In fact, many businesses have been and are making fundamental mistakes that make efforts to build SMs wasteful or counterproductive. Below are 5 most common mistakes and ways for businesses to avoid falling into this "trap".
Relying on business brands instead of investing properly in SMEs
This is a common mistake in large businesses with famous product brands. Receiving trust and love from consumers makes many leaders mistakenly believe that they already have a "recruitment brand" in the eyes of candidates.
However, business brands and employer brands are two different concepts. Consumers may admire your products but may not want to work for you.
Therefore, even if the business is already a "star" in the business field, you still need to invest separately in the THNTD building strategy.
Lack of clear THNTD positioning
Employer brand strategy cannot be strong without the foundation of brand positioning (EVP-Employee Value Proposition).
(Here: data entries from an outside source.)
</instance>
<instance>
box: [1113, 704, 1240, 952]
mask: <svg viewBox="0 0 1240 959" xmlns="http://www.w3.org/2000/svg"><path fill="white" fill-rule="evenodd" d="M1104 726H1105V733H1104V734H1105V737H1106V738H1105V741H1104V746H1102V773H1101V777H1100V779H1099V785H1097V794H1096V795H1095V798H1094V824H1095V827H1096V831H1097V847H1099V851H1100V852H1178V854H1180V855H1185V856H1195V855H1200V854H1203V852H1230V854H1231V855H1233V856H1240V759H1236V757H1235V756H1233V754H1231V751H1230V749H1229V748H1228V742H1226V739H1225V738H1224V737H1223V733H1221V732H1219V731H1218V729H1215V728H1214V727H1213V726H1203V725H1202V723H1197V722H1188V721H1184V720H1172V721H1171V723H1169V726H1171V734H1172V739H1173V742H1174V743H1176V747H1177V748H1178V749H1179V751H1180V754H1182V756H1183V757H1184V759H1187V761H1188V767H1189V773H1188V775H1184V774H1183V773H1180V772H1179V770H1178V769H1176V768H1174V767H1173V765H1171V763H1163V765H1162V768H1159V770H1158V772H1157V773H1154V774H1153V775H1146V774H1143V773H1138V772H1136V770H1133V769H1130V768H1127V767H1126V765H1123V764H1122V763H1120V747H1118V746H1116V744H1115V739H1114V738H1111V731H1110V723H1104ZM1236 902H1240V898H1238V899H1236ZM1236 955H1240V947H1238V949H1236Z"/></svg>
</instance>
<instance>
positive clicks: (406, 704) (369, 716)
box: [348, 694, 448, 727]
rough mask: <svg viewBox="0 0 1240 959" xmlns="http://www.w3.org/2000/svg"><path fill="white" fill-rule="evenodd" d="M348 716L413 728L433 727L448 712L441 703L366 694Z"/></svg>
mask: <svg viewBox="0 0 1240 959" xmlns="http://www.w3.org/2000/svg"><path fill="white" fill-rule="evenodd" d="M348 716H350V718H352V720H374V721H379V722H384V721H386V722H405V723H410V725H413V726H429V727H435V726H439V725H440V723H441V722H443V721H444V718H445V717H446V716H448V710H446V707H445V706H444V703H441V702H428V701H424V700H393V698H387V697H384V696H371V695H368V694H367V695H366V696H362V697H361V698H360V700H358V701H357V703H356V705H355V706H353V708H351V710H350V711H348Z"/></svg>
This is a value commitment that businesses bring to employees when they join and accompany the organization.
Many businesses deploy a series of recruitment communication campaigns but do not have clear EVPs.
An effective EVP needs to converge three factors: Attractive with target talent; honest with what the business has, avoiding unrealistic promises; different from competitors in the industry.
Identify recruitment brands with short-term recruitment campaigns
One of the biggest misunderstandings is considering "building a recruiter brand" equivalent to "promoting recruitment". Recruitment is short-term, THNTD is long-term.
The recruitment campaign can last for several weeks, targeting a specific position; the employer brand is the result of a long journey – accumulated from many factors (enterprise culture, personnel policies...).
Only when building THNTD as a comprehensive, consistent strategy, with investment in both time, budget and commitment from leaders, can businesses form a consistent image, strong enough to attract and retain talent in the current competitive environment.
Using the same message for all talent groups
Another tactical mistake lies in using a common message for all candidate groups. This is an ineffective approach because each group of talents has different value systems and expectations.
The solution is to classify talents according to specific portraits, thereby building appropriate messages for each group: young talents, experienced experts, intermediate managers, creative groups...
Not fulfilling what was committed
The most serious mistake is that businesses do not properly implement what they have mediated in the process of building the employer brand.
Candidates' expectations will quickly collapse if the actual experience is not as initially introduced. At that time, instead of creating "brand ambassadors" from within employees, businesses face the risk of spreading negative images.
A sustainable employer brand cannot only rely on "good communication", but more importantly on "living true to what has been promised".